Some applications require both input data and fine-tuning a set of parameters---such as learning rate, smoothing factor and optimizer type for machine learning applications---to produce results: we call these applications exploratory queries. Users spend long times orchestrating the different parameters they want to try, which is time-consuming and resource inefficient: each instantiation becomes a dataflow representation that executes in a dataflow system. Instead, we propose metadataflows as a new dataflow abstraction for users to represent exploratory queries succcintly. Metadataflows permit to exploit characteristics that allow us to execute these kind of queries more efficiently, such as performing sharing of intermediate results, avoiding redundant computation and using more sophisticated memory management mechanisms.

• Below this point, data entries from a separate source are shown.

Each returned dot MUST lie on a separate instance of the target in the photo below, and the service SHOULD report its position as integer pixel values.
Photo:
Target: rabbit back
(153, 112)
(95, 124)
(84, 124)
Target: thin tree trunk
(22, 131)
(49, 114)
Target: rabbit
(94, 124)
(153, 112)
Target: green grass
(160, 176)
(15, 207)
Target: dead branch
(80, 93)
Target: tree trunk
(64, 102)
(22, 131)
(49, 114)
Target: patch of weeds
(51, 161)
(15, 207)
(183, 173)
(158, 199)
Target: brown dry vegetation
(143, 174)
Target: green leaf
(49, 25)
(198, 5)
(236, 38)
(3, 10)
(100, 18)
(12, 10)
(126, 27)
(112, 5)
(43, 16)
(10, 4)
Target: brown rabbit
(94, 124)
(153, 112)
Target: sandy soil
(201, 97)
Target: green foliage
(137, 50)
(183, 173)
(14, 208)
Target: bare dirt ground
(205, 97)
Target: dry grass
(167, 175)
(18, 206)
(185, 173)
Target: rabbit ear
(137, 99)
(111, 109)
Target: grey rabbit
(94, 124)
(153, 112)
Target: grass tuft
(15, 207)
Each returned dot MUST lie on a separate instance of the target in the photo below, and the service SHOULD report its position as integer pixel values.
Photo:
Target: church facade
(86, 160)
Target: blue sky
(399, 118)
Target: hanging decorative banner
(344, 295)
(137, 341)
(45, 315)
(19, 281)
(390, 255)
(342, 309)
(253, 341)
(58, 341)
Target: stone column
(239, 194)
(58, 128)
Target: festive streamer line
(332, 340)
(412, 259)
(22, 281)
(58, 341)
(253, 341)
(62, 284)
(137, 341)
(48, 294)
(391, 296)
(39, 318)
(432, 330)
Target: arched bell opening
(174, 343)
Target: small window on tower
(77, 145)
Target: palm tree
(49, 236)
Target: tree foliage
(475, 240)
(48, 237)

Stateful Data-Parallel Processing

Large-scale data processing systems depend on stateless dataflows to extract data parallelims and execute the programs with fault tolerance. Many applications that require explicit access to state cannot be executed efficiently in such systems. Stateful data-parallel processing permits to execute stateful programs efficiently and still keeping the data parallelism and fault tolerance properties of traditional dataflow systems. In addition, with state in the applications we can translate imperative programs into stateful dataflow graphs, that can execute on a stateful data-parallel processing system.

 

Experience

MIT: Postdoctoral Associate

Period: October 2015 - Current

Cambridge, MA, USA

Microsoft Research: Research Intern

Period: July 2015 - September 2015

Redmond, WA, USA

Imperial College London: PhD student

Period: October 2011 - September 2015

London, UK

LinkedIn: Software Engineer Intern

Period: June 2014 - August 2014

Mountain View, CA, USA

UC3M: Researcher at FP7 Project

Period: September 2009 - September 2011 2014

Madrid, Spain

Others

contxt.in

contxt helps you to discuss news with people you care about. Information overload means that we do not have time to process the seemingly infinite streams of news we receive every day. contxt helps to tame this overload by curating news from the many different data sources that interest you (Facebook, Twitter, LinkedIn, feeds, etc.) and offering them as concise summaries. You can then start private conversations about those pieces of news that are more interesting with people you want. By curating multiple sources of news and trusting your friends, contxt helps you to stay up to data without effort.

Ecana

I co-founded this company (Ecana Sistemas de Informacion SL) to help wineries improve their production processes. Ecana acquires data from sensors deployed in wineyards, weather stations and human-provided knowledge. We then transform that data into valuable information to humans and finally we visualise the information in dashboards. The goal was to keep winemakers up to date as to what is going on in their winery and alert them when important events occur such as rising probability of freezing or disease.